Coming back from The Smoke this evening I sat on a near-empty train listening to two female undergraduates of the best university in the country talk about themselves and the torment that is their lives.
In a mixture of baby-speak, tortured grammar, Valley Girl and psycho-babble—
And I was like “I just feel this emptiness all the time“
—they swapped tales of the misery of “having parents that won’t set boundaries”, parents who, likelier than not, spent more than my gross income from my first job respectively each year having their daughters educated in the vain hope that they would learn the distinction between “amount” and “number” or the definition of “pretentiousness”. I choose this word because, at one wonderful point, the one wearing the “Stop the War” badge described the moment under psychological supervision when she had her life-defining “breakthrough” . (I, likelier than not, paid for the therapy that led to her recounted afflatus out of my taxes.) This breakthrough was the moment when she finally stopped “repressing her true emotions” and gave in to her first panic attack:
“I shed all these years of pretentiousness and truly felt at last”
It’ll be a long time before the pretentiousness is gone, love, but you keep working on it.
Once I got onto the platform I had to steer around two young white people with dreadlocks snogging each other in greeting. The detour was necessary because they were holding their right arms outstretched to avoid igniting each other’s rat’s-tails with their lit cigarettes. First-degree burns to the scalp would have been too good for the spoilt little inverted snobs and their “we wish we was black” spray-on poverty chic. Roll on top-up fees.
Difference between “amount” and “number?”
Apart from the obvious, is this one of those fine points of usage that all educated and literate people should know?
Have I been making a gross, vulgar mistake my entire life?
Please explain.
“There is a larger amount of milk in these bottles than those.”

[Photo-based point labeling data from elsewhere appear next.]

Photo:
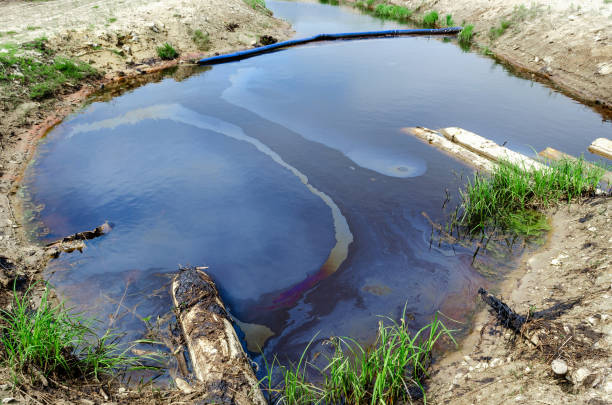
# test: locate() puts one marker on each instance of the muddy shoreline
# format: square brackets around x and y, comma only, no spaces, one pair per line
[23,127]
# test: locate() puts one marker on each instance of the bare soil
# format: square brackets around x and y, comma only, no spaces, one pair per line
[555,40]
[566,287]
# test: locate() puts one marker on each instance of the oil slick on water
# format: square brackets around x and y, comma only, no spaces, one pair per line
[288,176]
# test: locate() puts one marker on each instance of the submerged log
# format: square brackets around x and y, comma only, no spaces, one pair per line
[217,357]
[602,147]
[76,241]
[459,152]
[489,149]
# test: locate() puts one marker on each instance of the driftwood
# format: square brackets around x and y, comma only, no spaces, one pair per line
[75,242]
[217,357]
[489,149]
[505,314]
[459,152]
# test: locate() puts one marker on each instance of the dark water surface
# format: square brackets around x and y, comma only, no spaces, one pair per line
[287,175]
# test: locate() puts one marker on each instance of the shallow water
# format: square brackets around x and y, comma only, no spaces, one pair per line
[287,175]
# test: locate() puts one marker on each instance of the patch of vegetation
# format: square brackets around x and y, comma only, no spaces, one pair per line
[51,341]
[496,32]
[258,5]
[486,51]
[201,39]
[430,19]
[392,12]
[510,199]
[392,370]
[167,52]
[465,36]
[40,73]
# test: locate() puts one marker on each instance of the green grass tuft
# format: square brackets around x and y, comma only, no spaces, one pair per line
[52,341]
[167,52]
[201,39]
[465,36]
[390,371]
[430,19]
[258,5]
[510,199]
[42,76]
[392,12]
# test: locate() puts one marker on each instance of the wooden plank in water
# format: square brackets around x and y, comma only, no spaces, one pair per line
[217,358]
[436,139]
[602,147]
[489,149]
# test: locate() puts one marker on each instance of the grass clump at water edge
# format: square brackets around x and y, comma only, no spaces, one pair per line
[511,198]
[466,35]
[430,20]
[258,5]
[34,68]
[392,370]
[51,341]
[392,12]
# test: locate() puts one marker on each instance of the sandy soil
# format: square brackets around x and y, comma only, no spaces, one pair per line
[567,286]
[568,42]
[555,40]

“There is a larger number of milk bottles here than there.”
If you can count it in discrete packets then it has a number. If you can measure it on a continuous scale then it has an amount.
“We have fewer [number] milk bottles so there is less [amount] milk to drink.”

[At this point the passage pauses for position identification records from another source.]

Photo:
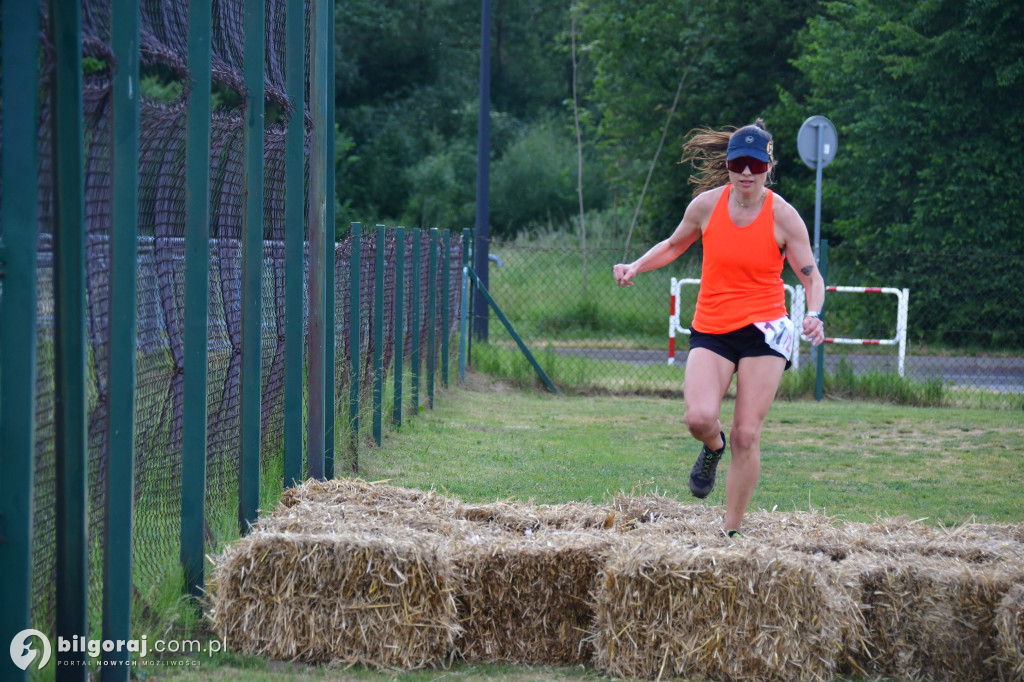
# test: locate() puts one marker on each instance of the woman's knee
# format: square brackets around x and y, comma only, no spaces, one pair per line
[745,437]
[699,422]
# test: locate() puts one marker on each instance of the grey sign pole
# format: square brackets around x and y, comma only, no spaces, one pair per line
[817,142]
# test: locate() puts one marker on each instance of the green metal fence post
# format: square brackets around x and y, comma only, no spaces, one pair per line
[70,350]
[464,308]
[416,296]
[399,341]
[354,325]
[252,267]
[294,232]
[196,353]
[378,332]
[124,263]
[431,316]
[819,377]
[445,291]
[327,87]
[17,313]
[321,393]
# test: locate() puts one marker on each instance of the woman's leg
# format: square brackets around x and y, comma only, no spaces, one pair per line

“We have less milk bottles” is wrong, but I’ve never noticed you write anything like that. I’m sure I would have drawn it to your attention if I had.
Don’t all native English speakers understand that difference intuitively? I didn’t realize that was a grammatical fine point; I just thought that was the way the words worked. How splendid that I can claim superiority for knowing this!

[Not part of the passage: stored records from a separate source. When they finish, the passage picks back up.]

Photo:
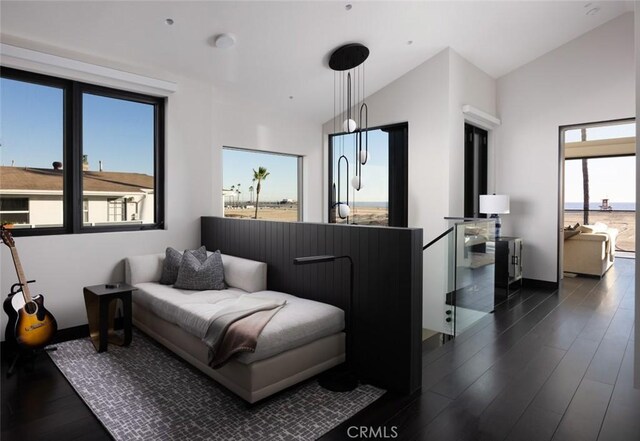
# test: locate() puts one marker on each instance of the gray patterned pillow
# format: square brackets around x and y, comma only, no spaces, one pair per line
[200,276]
[172,261]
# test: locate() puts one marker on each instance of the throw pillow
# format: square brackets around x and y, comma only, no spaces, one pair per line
[570,233]
[200,276]
[172,262]
[588,229]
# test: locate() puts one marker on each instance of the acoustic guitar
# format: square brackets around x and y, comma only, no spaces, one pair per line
[30,324]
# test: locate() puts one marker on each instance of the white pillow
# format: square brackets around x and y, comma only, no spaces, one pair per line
[246,274]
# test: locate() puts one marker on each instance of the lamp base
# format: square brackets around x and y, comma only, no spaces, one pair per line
[340,380]
[498,224]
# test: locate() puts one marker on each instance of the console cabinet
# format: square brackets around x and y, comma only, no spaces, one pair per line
[508,270]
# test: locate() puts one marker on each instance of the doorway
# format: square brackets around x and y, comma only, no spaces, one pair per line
[475,169]
[597,182]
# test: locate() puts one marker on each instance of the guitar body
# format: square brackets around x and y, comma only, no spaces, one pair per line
[35,326]
[30,325]
[12,313]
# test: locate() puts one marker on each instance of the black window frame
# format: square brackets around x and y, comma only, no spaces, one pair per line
[72,152]
[398,172]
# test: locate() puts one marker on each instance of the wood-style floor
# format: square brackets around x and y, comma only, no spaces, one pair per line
[545,366]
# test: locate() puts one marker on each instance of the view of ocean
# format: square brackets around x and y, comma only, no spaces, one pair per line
[371,204]
[595,206]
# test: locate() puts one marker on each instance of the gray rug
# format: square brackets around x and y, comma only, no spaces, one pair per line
[142,392]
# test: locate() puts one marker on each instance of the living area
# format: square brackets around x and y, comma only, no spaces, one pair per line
[599,172]
[135,148]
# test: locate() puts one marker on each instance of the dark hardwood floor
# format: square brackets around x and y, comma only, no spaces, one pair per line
[545,366]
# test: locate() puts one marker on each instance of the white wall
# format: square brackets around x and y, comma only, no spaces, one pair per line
[430,99]
[468,85]
[198,123]
[588,79]
[250,126]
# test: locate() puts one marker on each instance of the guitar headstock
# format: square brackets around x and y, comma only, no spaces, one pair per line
[7,238]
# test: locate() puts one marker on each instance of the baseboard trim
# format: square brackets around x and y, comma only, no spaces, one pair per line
[539,284]
[66,334]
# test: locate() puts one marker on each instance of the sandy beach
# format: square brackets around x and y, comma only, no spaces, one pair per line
[624,221]
[289,213]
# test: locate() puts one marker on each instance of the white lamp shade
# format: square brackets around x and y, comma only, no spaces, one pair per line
[494,204]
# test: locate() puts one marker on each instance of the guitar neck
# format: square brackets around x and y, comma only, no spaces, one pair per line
[21,277]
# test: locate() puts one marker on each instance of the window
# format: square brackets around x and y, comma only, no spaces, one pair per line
[85,158]
[600,178]
[14,210]
[85,210]
[32,147]
[382,198]
[261,185]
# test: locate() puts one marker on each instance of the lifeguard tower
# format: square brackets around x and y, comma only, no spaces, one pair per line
[605,205]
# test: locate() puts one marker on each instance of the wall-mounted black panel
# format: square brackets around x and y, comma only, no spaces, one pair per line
[387,291]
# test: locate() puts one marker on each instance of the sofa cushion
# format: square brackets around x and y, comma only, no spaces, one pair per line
[248,275]
[172,262]
[196,275]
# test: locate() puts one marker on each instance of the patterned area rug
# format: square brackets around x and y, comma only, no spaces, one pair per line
[142,392]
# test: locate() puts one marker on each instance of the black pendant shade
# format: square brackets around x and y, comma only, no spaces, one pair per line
[348,56]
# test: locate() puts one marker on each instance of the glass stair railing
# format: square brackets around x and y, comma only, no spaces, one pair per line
[459,274]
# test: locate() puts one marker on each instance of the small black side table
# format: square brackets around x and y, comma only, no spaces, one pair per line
[100,302]
[508,269]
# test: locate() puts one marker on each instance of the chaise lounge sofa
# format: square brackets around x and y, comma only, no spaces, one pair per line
[590,250]
[303,339]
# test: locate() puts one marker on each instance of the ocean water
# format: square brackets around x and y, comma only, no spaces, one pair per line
[595,206]
[376,204]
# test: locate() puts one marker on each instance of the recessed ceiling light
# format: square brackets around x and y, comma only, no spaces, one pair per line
[225,41]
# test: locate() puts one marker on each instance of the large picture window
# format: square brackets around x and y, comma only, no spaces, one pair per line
[382,198]
[79,157]
[261,185]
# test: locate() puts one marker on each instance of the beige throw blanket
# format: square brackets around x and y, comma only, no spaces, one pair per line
[237,327]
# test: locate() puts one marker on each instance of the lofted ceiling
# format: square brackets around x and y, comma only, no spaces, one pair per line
[282,48]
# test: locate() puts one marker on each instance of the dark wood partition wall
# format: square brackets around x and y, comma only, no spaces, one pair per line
[387,291]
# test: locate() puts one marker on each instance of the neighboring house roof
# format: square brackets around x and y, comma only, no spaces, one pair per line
[23,178]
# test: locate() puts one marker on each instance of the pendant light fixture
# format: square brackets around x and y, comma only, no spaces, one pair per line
[347,62]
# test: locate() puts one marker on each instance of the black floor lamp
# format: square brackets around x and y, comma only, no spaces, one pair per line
[345,379]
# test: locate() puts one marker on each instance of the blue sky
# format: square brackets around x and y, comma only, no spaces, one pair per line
[610,178]
[118,132]
[282,182]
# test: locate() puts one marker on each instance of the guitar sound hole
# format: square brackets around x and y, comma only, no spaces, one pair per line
[31,307]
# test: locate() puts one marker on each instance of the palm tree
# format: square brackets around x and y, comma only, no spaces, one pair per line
[259,176]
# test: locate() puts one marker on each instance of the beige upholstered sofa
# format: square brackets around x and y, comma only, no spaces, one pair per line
[591,251]
[303,339]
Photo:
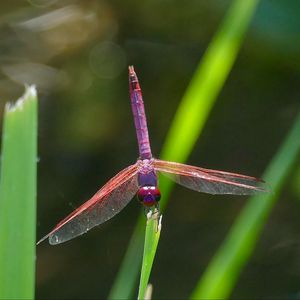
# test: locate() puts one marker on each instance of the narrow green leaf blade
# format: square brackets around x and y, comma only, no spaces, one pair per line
[223,271]
[18,198]
[153,229]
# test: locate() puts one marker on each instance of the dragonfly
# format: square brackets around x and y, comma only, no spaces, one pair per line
[141,179]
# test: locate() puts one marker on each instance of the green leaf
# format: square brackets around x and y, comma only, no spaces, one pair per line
[188,123]
[18,198]
[223,271]
[153,229]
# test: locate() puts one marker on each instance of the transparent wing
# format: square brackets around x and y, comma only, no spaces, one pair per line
[210,181]
[106,203]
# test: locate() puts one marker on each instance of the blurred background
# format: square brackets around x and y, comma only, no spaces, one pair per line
[77,53]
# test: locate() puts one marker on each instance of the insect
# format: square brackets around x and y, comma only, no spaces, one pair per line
[141,179]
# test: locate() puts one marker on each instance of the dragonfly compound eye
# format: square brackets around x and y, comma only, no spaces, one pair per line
[148,195]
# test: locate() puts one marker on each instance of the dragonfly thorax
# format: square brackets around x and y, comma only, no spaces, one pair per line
[148,195]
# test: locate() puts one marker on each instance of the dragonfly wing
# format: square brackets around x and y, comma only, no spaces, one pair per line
[210,181]
[106,203]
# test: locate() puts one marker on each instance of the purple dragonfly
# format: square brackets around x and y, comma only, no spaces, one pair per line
[141,179]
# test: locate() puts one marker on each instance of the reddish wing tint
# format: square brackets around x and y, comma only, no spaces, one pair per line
[106,203]
[210,181]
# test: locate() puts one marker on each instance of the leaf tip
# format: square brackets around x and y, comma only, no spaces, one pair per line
[30,93]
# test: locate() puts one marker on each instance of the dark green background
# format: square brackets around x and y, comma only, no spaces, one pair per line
[77,53]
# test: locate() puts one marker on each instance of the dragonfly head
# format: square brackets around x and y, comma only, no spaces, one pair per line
[148,195]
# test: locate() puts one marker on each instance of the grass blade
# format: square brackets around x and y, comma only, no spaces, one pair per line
[153,229]
[193,112]
[222,273]
[18,198]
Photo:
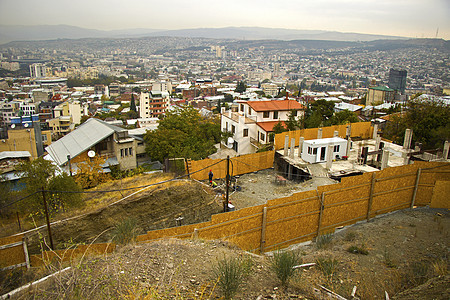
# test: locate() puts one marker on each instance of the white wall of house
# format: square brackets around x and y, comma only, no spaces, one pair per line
[282,115]
[315,151]
[242,132]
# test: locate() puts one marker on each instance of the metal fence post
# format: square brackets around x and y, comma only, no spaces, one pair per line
[263,230]
[372,188]
[416,187]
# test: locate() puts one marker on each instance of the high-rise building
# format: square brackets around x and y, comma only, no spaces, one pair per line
[38,70]
[397,80]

Unfortunately many native speakers don’t understand it.
Actually, “10 Steps or Less” sounds okay to my native ear. You’d say “On sale for $9.99 or even less at K-Mart,” wouldn’t you? You certainly wouldn’t say, “On sale for $9.99 or even fewer,” that sounds just weird. In both case, we’re talking countable items — steps, dollars. I’m having some doubts about this …
I hope my dad’s not reading this or it could get ugly.
An advertisement for “The Independent on Sunday” boasted of “an editorial team of no less than 83 wordsmiths” – to which a reader responded, “What a large amount! Let’s hope none of them have (sic) fewer education than your copywriter.”
Pedantic Pater
Continuing education at the University of Pootergeek… thank you, D! I shall endeavor to make fewer errors of this sort in the future.